QUICK CUTS with Raymond Smiling / by Robert Wagner

Raymond Smiling talks about his film Ornamentation is a Gift, screening March 3, 2020 at New York No Limits Art of the Short presented by Wild Project

Questions composed by Iris Chan for NYNL

IRIS: This movie is based around the mother daughter relationship, and the growth of the main character based on her mother. Did you pull inspiration from your own experiences and family for the character of the mother? Was that difficult to bring in those experiences for the, at times, troublesome relationship? If not, where does the inspiration for this short come from?

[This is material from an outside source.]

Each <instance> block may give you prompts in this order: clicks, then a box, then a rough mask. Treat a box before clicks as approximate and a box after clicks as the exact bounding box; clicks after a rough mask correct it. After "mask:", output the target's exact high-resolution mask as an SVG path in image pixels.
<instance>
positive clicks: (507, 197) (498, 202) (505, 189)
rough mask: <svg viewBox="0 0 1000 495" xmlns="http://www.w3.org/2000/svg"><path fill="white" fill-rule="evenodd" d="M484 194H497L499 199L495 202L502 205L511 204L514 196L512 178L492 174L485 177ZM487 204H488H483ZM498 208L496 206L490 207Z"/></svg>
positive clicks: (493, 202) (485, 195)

RAYMOND: To make this film I mined my personal experiences, my relationship with my own mother, and really tried to drill down to the base of the issues we had. Ultimately it felt like differences in opinion on what “should” be done, how to live, that was the universal thing everyone could understand. So while I tried to make that a bit universal, the mother character definitely was more specific, and born of some of my mother’s personality traits and worldview. It was a long and often uncomfortable process.

IRIS: In today's society, the pressure of dressing up, and looking “pretty" as a female are very prevalent. This film shows the younger girl learning how to put makeup on and get ready with her mother, and then as a grown women all dressed up, and modeling. What would you say you most wanted to portray about the growth of the main character through using makeup and beauty as a lens of how much she’s grown?

RAYMOND: I find makeup fascinating. It’s such a simple thing, but it can carry so much weight and say so much about the person wearing it. Some see it as empowering, others as restricting. The thing I was playing with in this film was using beauty/makeup offensively and defensively. The main character uses beauty to protect herself as a teen, then to manipulate the world around her as an adult. But in both scenarios there’s a deep wound she has that’s being covered up. I think we all, do that. We all find ways to hide our pain, whether we wear foundation or not.

IRIS: Which filmmakers are you most inspired by, both personally and specifically for this film? Why?

RAYMOND: For this film specifically I was inspired a lot by Steven Soderbergh, Celine Sciamma, and Khalil Joseph. Celine made a great film called Girlhood a couple years back, about French black girls that was really intimate and emotive; while Soderbergh’s Magic Mike XXL and Joseph‘s Process were inspirations on editing techniques and non linear narrative.